Нож острый гулявинскому сердцу лейтенантовы тараканьи усы.
По ночам даже стали сниться. Заснет Василий, и кажется: лежит он дома, в деревне, на печке, а из-под печки ползет лейтенант на шести лапках и усищами яростно шевелит:
– Ты хоть и минер, хоть и первой статьи, а я тебя насмерть усами защекотать могу, потому что дано мне от морского царя щекотать всех пьяниц.
Рвется Гулявин с печи, а лейтенант тут как тут, на спину насел, усами под мышку – и давай щекотать.
Хохотно!..
Разинув рот, беззвучно хохочет Гулявин, и вот уже нечем дышать, в горле икота, в легких хрип…
Смерть!..
И проснется в холодном поту.
Чего только не делал, чтобы избавиться от тараканьего наваждения. Даже к гадалке персидской ходил в Ревеле, два целковых отдал, рассказал свое горе, но гадалка, помешав кофейную гущу, ответила, что над лейтенантом силы она не имеет, а выходит на картах Василию червонная дама и большая дорога.
Выругал сукой Гулявин гадалку и ушел. Два рубля даром пропало.
И так невтерпеж стало от треклятого сна, что, хватив однажды ангельской ханжи против обычного вдвое, подошел Василий мрачно к лейтенанту на шканцах и сказал, заикаясь:
– Вашскобродие! Явите милость! Перестаньте щекоткой мучить! Мочи моей больше нет!

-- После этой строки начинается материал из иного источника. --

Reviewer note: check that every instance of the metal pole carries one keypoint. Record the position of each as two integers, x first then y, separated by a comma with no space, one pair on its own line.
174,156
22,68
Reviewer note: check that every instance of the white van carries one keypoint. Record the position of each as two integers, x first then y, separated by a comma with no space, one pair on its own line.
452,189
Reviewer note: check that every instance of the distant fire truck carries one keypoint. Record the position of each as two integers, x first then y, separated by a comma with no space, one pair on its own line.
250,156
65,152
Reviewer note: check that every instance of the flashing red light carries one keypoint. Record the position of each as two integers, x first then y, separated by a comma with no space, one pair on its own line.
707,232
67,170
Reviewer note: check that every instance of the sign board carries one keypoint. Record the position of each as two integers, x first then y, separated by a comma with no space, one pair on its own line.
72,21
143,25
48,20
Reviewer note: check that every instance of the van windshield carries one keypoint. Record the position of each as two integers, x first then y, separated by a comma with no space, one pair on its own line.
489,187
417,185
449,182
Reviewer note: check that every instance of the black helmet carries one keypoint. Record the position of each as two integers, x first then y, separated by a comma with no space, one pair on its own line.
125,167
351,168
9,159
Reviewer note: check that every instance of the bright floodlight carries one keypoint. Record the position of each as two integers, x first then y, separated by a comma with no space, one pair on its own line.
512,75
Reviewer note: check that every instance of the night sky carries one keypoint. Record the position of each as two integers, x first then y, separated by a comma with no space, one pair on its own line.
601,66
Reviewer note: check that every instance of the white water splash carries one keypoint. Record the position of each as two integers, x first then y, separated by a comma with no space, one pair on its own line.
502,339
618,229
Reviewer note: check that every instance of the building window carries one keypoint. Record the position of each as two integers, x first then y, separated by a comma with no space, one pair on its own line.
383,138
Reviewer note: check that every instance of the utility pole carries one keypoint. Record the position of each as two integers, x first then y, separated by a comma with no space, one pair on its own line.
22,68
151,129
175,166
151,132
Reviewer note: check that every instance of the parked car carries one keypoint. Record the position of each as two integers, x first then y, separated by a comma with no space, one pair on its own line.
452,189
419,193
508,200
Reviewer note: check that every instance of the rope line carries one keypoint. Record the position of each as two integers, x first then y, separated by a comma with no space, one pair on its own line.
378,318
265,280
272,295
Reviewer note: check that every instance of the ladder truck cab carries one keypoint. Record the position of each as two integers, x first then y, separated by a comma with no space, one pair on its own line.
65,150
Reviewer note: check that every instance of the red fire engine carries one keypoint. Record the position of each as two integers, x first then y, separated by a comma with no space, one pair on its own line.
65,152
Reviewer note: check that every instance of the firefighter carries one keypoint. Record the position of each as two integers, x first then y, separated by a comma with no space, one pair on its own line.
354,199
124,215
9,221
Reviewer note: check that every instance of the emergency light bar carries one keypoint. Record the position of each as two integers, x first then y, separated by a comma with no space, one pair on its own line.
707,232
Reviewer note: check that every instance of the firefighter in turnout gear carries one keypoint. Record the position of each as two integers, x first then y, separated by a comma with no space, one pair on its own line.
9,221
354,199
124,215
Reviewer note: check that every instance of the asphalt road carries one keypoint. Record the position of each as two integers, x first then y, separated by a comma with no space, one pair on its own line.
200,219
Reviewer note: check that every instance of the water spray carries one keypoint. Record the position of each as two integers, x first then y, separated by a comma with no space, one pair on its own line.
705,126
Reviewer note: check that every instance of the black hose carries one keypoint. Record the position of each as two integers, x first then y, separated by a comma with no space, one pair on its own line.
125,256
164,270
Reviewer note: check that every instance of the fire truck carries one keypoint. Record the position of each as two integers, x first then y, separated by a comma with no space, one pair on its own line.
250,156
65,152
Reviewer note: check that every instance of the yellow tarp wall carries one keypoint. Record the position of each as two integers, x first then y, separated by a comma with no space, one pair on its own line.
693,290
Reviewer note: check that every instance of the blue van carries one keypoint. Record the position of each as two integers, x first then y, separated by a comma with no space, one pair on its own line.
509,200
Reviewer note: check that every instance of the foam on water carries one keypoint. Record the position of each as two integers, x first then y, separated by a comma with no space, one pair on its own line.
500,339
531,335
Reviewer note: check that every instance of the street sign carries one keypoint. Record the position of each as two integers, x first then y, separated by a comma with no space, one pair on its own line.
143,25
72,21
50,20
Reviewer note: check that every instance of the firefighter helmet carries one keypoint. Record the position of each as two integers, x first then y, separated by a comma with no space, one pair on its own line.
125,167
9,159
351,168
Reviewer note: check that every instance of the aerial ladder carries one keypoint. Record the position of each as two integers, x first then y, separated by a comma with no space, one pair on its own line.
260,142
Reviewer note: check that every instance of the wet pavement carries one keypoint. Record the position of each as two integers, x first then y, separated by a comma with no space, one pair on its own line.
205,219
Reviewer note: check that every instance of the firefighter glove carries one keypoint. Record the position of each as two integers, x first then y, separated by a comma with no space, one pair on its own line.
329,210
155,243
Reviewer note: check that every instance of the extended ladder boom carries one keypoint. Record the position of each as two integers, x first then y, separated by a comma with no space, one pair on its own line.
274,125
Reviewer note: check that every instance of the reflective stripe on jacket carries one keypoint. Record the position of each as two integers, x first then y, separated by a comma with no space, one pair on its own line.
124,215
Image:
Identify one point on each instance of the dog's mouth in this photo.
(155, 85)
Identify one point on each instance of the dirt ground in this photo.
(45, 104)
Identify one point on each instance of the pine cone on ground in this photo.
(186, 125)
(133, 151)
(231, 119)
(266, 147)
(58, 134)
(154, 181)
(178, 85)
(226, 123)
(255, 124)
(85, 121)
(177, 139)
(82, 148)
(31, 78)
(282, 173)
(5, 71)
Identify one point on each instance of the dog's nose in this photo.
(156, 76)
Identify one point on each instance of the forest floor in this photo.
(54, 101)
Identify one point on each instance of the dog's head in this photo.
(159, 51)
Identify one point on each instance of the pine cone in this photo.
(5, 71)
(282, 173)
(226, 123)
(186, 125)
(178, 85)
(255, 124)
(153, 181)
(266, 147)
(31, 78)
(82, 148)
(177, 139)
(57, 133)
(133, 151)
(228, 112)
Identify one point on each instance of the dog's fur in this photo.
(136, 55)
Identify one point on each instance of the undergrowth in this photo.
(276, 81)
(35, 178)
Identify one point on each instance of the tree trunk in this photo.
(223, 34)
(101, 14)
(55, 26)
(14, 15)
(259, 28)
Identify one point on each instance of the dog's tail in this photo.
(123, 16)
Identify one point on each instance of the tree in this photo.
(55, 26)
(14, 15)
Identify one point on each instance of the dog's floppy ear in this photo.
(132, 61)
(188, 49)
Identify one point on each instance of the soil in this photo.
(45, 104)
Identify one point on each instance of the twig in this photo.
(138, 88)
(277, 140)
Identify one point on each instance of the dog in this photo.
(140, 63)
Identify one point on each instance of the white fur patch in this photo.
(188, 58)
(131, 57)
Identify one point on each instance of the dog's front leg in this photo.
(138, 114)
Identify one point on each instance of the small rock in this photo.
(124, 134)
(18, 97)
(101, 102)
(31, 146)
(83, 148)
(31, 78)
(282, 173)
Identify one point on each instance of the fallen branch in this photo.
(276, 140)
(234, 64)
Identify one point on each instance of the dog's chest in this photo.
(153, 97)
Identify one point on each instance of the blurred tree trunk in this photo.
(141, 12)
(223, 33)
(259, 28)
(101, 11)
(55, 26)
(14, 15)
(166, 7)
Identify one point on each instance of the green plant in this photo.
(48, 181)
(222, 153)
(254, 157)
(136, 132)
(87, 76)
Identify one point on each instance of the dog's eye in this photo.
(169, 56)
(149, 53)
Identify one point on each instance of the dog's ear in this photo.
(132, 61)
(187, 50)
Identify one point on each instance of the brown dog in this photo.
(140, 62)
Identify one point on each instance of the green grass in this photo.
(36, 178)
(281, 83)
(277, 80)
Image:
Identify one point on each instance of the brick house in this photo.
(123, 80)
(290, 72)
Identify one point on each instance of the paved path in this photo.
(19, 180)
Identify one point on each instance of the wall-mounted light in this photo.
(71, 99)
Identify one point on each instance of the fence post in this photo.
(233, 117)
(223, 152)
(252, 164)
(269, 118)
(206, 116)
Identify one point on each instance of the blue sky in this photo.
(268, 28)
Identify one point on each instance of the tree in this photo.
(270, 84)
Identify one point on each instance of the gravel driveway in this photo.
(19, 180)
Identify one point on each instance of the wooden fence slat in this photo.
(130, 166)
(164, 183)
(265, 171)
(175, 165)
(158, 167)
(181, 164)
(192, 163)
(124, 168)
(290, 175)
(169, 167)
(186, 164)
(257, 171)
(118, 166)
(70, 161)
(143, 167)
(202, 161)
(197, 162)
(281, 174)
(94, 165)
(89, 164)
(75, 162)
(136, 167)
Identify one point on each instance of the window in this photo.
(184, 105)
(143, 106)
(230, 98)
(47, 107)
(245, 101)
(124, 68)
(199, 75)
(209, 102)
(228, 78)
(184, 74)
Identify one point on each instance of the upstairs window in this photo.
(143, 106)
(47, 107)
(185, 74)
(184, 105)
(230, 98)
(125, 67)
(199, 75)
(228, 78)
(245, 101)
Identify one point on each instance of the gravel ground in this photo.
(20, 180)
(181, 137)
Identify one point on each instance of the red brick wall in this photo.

Свинцовые остзейские лейтенантовы буркалы распилились изумленно на матроса:
– Ты обалдел, осёл стоеросовый! Когда я тебя щекочу?
А усы тараканьи сразу дыбом встали. Пригнулся Гулявин к лейтенантову уху, хитро подмигнул и зашептал:
– Вашскобродие! Я ж таки понимаю, что ежели человек по ночам в таракана оборачивается, значит, так ему на роду написано, и злобы на вас у меня нет. Только терпеть нет силы! Пожалейте. Возьмите Кулагина – он вдвое меня здоровее, а меня отпустите на покаяние. Так и помереть можно!
Отскочил Траубенберг и сухим кулаком больно ткнул Гулявина в зубы.
– Пшел вон, мерзавец!.. Ты пьян, как сукин сын! Три наряда вне очереди, месяц без берега.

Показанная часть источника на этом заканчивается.